Legislative leaders challenge Leandro plaintiffs’ request for Berger recusal | Eastern North Carolina Now

    Publisher's Note: This post appears here courtesy of the Carolina Journal. The author of this post is CJ Staff.

    Legislative leaders have fired the latest salvo in the legal battle over N.C. Supreme Court justices' participation in the latest stage of the Leandro school-funding lawsuit.

    A court filing Thursday from legislative attorneys questions Leandro plaintiffs' request that Justice Phil Berger Jr. recuse himself from the case.

    Plaintiffs requested recusal from Berger, a Republican, on July 15. That was two days after GOP legislative leaders issued a similar request for recusal of Justice Anita Earls, a Democrat.

    The latest filing takes no stance on Berger's recusal. It notes, "The decision whether to recuse is committed to the discretion of the justice for whom recusal is sought unless that Justice refers it to the entire Court."

    Instead of saying "yes" or "no" to recusal, attorney Matthew Tilley questions the basis of Leandro plaintiffs' request.

    Berger's father serves in the N.C. Senate's top office. In that role, Sen. Phil Berger Sr. is challenging court-ordered education spending tied to the Leandro case. Plaintiffs argue that Berger Jr. faces a conflict of interest because of his father's participation in the case.

    Berger Jr. has rejected similar recusal requests in two other cases.

    "Plaintiffs argue this case is somehow different because Legislative Intervenors are supposedly not participating in this lawsuit in their official capacities and therefore are 'not the State.' That assertion is wrong as a matter of law," Tilley wrote.

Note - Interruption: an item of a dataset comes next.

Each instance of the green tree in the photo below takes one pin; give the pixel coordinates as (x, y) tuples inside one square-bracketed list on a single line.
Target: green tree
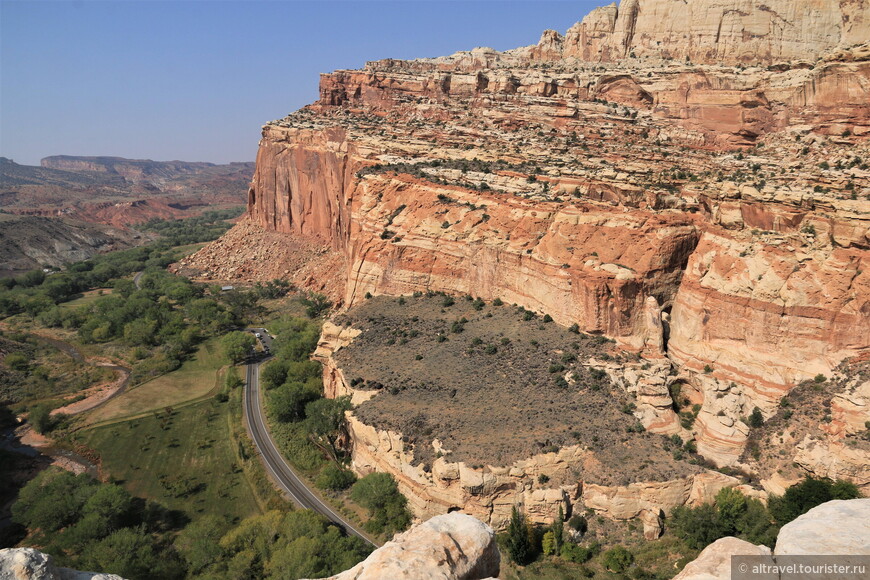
[(558, 529), (315, 304), (52, 500), (335, 478), (17, 361), (730, 505), (802, 497), (519, 546), (756, 419), (698, 526), (548, 543), (288, 404), (324, 419), (237, 345), (131, 553)]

    Berger Sr. is taking part in the Leandro cases because of a provision of state law, Tilley explained.

    "That Statute authorizes the Speaker of the House and President Pro Tempore of the Senate - no matter which individuals hold those positions - to intervene in matters such as this in their official capacities 'on behalf of the General Assembly' and 'as agents of the State,'" he wrote.

    "[I]n any action in which an act of the General Assembly is challenged, 'the General Assembly, jointly through the Speaker of the House of Representatives and the President Pro Tempore of the Senate, constitutes the legislative branch of the State of North Carolina.' Thus, in such actions, 'both the General Assembly and the Governor constitute the State of North Carolina,'" Tilley wrote.

    Democratic Gov. Roy Cooper and his appointees on the State Board of Education, working with lawyers from Democratic Attorney General Josh Stein's N.C. Justice Department, have endorsed the court-ordered spending.

    "The analysis does not change just because the Legislative and Executive Branches have taken different positions in this lawsuit," Tilley argued. The law "was adopted to address the 'possibility that different branches of government may seek to vindicate different and valuable state interests.'"

    State law "directly contradicts Plaintiffs' assertion that Legislative Intervenors 'are not the State,' by specifying that, 'when the State is named as a defendant ... both the General Assembly and the Governor constitute the State of North Carolina,'" Tilley wrote. "Legislative Intervenors have thus intervened in this matter in their official capacities."

    While plaintiffs seek Berger Jr.'s recusal because of his father's participation in the case, legislative defendants have targeted Earls because of her past involvement with Leandro.

    Earls worked as an attorney for intervening plaintiffs in the case in 2005. She later filed a friend-of-the-court brief supporting the plaintiffs in 2012.

    Democrats outnumber Republicans, 4-3, on the state Supreme Court. Recusal from either Berger or Earls would affect the court's partisan balance.

    Neither justice has responded yet to the requests for recusal. The court is scheduled to hear oral arguments in Leandro on Aug. 31.

    The most pressing issue involves a trial court order involving $785 million for education-related spending. Justices will decide whether a trial judge can order the state to spend that money to fund portions of a court-sanctioned Leandro plan.

    The court also will determine whether a judge can bypass the General Assembly and force other state officials to transfer the money out of the state treasury.